Aye, I wish that’d we’d had that option. I think I alluded to it above, that it was really the shammers that screwed up the entire process for everyone else. Good people (I think I was one of those) really just tried to avoid sick call unless we really, really needed it (like the occasion that I discovered vomiting in the latrine would bypass triage).
When in AIT at Ft. Gordon, I was on the swing shift, and there simply didn’t exist afternoon sick call. It was fantastic the one time I needed medical attention: go the hospital.
The Recruiters to what they are told, just like everyone else, and it’s mainly geared for people in high school. But, as you know as you are in the service, “myths” and “half-truths” have a tendency to become fact when they are actually fiction. As a side note, I was a used car salesman at one point in time and with that job behind me and my experience with Recruiters, the Recruiters that I dealt with were worse. But, YMMV as I was at a more respectable dealership.
My favorite Navy adage is 50/50/90: Given a 50/50 chance on something we’re wrong 90% of the time. Hee!
Thank you for your Service. Thank you for perpetuating a stereo-type. As far as the community I am in, selling half truths and myths will prove to be counter productive, because in small towns, everybody knows everybody and if I don’t share what I know to be FACTS, that will get around and make my job harder, but you just go along spreading Recruiter myths and other bullshit if that is what gets you off.
As to the Military being geared to people in high school, I would love to know where you got this “myth.”
This is saying all Recruiters lie. Convince me you meant it in any other way. If you did not, show me one lie I have told an applicant. If you cannot, then I would invite you not to post bullshit about me. You say what you want about what you know, but leave me out of it personally.
My active duty time was from 89-93 so it is dated but I didn’t have an option either. That was in Germany and Fort Hood. To complicate things further, I was on flight status. I had to go to a Flight Surgeon for everything. I couldn’t even take any OTC meds without permission.
Germany wasn’t too bad (1991 to 1993). We were on a tiny little airfield Kaserne just outside of Hanau away from the majority of the military population, and the sick call there wasn’t very busy. It probably was the flight surgeon. After Germany, I went to Ft. Hood, too (through 96). Our designated clinic was, again, on the airfield (the one on the east side of the base), but it was utilized by everyone assigned to it, including a lot of junior enlisted that just didn’t want to PT for whatever reason. :rolleyes:
Well, SSG, if you had pointed out that you were or had been a recruiter --or maybe I missed it-- I would have used specific language to indicate that my experience was my experience only.
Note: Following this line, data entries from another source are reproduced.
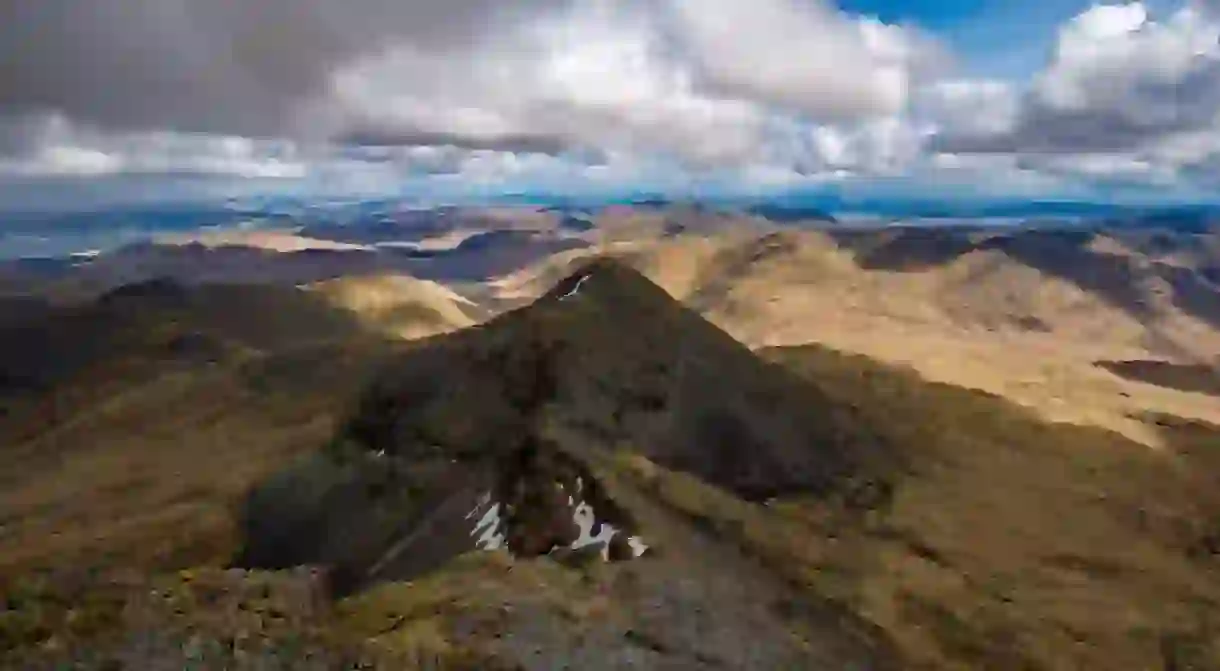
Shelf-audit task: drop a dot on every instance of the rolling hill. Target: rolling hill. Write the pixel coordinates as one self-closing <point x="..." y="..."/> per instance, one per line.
<point x="606" y="477"/>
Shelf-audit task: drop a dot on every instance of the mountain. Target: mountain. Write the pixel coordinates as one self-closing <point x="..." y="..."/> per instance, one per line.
<point x="969" y="306"/>
<point x="505" y="436"/>
<point x="401" y="305"/>
<point x="603" y="477"/>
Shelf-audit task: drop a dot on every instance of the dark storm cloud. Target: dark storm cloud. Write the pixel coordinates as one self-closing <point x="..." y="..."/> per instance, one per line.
<point x="221" y="66"/>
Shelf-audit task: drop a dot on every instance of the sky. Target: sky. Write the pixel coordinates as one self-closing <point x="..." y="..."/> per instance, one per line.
<point x="1005" y="99"/>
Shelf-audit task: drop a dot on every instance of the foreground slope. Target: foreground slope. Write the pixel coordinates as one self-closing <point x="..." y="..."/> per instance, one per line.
<point x="480" y="499"/>
<point x="131" y="423"/>
<point x="506" y="437"/>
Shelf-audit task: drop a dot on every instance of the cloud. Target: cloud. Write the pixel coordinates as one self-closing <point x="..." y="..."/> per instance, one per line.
<point x="1119" y="83"/>
<point x="534" y="76"/>
<point x="57" y="148"/>
<point x="802" y="55"/>
<point x="223" y="66"/>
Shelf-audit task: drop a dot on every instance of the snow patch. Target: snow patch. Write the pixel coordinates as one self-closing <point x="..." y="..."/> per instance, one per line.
<point x="489" y="526"/>
<point x="575" y="289"/>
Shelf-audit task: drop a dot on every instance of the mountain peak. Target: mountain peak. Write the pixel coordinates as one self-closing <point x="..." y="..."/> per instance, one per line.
<point x="495" y="430"/>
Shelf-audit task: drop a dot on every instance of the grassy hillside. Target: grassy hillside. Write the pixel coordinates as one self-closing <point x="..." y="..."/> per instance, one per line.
<point x="808" y="508"/>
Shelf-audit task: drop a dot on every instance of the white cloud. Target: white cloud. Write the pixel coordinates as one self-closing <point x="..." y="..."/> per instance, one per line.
<point x="805" y="56"/>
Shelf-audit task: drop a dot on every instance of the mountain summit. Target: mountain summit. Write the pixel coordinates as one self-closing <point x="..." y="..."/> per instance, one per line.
<point x="505" y="438"/>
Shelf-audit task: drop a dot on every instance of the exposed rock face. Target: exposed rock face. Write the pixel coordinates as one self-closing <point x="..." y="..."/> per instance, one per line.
<point x="453" y="448"/>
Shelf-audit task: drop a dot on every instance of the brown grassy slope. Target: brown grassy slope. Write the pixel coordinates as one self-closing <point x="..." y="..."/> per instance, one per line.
<point x="1022" y="544"/>
<point x="1003" y="317"/>
<point x="400" y="305"/>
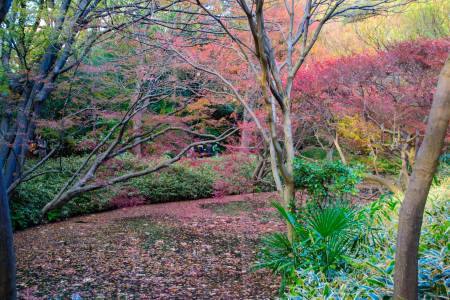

But, I do believe that I did include that in a post with YMMV (Your Mileage May Vary) meaning that everyone’s experience is different. And, being not 18 and being 27 when I enlisted I know what I knew and what I had experienced.
Your current command may have much higher standards but once again, that is your current command. I work with someone who was a recruiter and he has quite a few personal stories of his past, personal, experience as a recruiter. And, as a lot of what he says coincides with what IPERSONALLY experienced --and not what you have experienced personally or currently, personally, practice in your method of recruiting-- it’s hard for me to not relay my personal experiences which I did in fact experience. So, for me, it is not a myth and is fact a reality that I did personally experience.